Pi plays crucial metabolic and structural roles in living organisms. It is essential for bioenergetics (ATP, GTP), metabolic regulation through glycolysis and oxidative phosphorylation, intercellular signaling pathways, cell proliferation (as part of DNA and RNA), and formation of bones and membranes. Consequently, the intracellular concentration and total body content of Pi are tightly regulated, and the maintenance of cellular Pi homeostasis is essential. Transporters that facilitate Pi translocation across cellular membranes are integral to this regulation. In humans, there are two protein families of sodium (Na+)-dependent Pi importers, SLC20 and SLC34. A sole Pi exporter has been identified – SLC53A1. The mitochondrial carrier SLC25A2 transports Pi across the mitochondrial inner membrane to support ATP synthesis. Other transporter families, such as SLC37, are also implicated in Pi flux, although knowledge of their cellular functions and substrate profiles is incomplete. Highlighting critical roles in human physiology, Pi transporter dysfunction leads to hypo- and hyperphosphatemia that are associated with cancer, mitochondrial energy impairment, metabolic diseases, and calcific diseases of numerous tissues, including the lung and brain. There are several notable opportunities for therapeutic intervention. Loss-of-function mutations in the SLC20A2 and SLC53A1 genes lead to brain calcifications. These abnormal calcium phosphate deposits are common in individuals with neurological, metabolic, or developmental disorders, and otherwise normal older adults, and cause a range of neurological symptoms, including migraines, Parkinsonism, psychosis, and dementia. Additionally, in ovarian and uterine cancers, overexpression of the SLC34A2 importer is a hallmark of disease, allowing it to serve as a biomarker. Furthermore, it has been shown that preventing export of Pi through SLC53A1 from these cancer cells leads to Pi toxicity and cell death. SLC53A1 inhibitors are being explored as potential therapeutics.

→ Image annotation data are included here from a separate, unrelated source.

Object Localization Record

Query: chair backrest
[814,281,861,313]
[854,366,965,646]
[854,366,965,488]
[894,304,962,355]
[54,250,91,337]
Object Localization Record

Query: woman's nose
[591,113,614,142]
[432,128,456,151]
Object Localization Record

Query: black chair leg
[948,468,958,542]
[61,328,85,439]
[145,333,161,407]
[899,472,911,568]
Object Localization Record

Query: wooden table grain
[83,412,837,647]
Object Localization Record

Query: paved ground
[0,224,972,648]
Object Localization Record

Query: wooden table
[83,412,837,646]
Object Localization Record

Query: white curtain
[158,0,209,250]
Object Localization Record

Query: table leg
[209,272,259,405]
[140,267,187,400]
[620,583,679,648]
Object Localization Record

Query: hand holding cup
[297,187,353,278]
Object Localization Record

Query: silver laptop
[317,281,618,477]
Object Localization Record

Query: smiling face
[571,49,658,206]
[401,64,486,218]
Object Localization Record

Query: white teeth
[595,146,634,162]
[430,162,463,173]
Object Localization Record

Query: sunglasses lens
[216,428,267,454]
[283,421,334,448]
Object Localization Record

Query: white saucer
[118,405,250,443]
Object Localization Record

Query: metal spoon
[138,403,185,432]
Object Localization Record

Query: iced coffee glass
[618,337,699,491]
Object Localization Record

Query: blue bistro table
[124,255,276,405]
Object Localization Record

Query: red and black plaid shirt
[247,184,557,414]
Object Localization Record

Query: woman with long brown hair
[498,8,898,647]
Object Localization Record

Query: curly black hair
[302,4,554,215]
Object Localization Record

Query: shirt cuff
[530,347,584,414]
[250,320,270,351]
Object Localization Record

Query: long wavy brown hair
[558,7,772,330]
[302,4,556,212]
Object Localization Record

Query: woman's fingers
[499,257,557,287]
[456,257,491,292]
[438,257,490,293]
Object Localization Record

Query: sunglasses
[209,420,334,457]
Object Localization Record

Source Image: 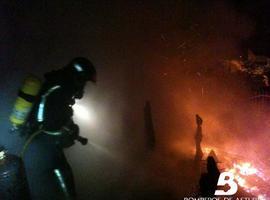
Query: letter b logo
[215,172,238,196]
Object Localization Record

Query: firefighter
[22,57,96,199]
[199,156,220,197]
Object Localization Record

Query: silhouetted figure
[24,57,96,200]
[200,156,220,197]
[144,101,156,150]
[195,115,203,164]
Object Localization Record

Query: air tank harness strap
[20,126,44,158]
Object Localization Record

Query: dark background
[0,0,270,199]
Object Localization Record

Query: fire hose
[20,127,88,158]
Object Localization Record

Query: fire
[203,147,270,200]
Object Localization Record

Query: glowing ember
[203,147,270,200]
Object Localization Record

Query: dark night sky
[0,0,270,199]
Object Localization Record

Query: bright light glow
[72,102,95,125]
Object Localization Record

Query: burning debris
[224,50,270,87]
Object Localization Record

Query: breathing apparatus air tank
[10,75,41,129]
[0,148,31,200]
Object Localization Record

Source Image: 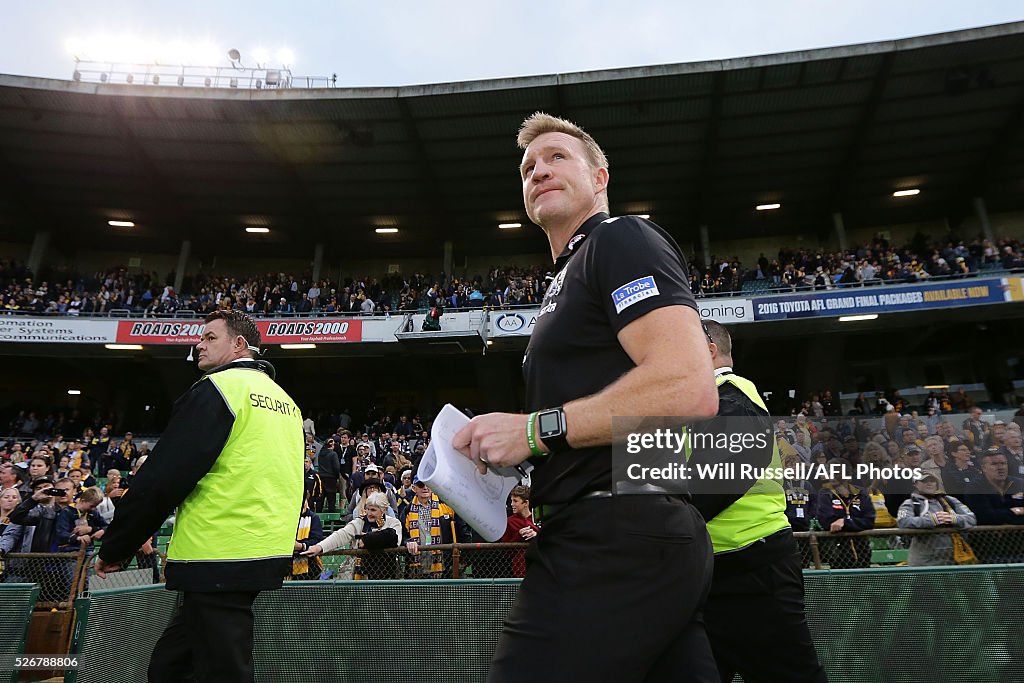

Previous investigations into Pi transporter families have relied almost exclusively on animal physiology and cellular assays to infer protein function and mechanism. By exploiting structural approaches, we are exploring questions concerning mechanisms of ion transport, their cellular regulation, as well as consequences of various interactions, such as those with drugs, lipids, and proteins, and their effects on transporter structure, biophysics, and physiology. We emphasize complementary techniques to gain a more complete understanding of transporter function. We are also asking whether ‘orphan’ transporters conduct Pi. This is an endeavor well- suited for our biochemical approach that exploits reconstituted systems. An aim is to develop ways to identify and/or contextualize the physiological functions of Pi transporters both in healthy and diseased states.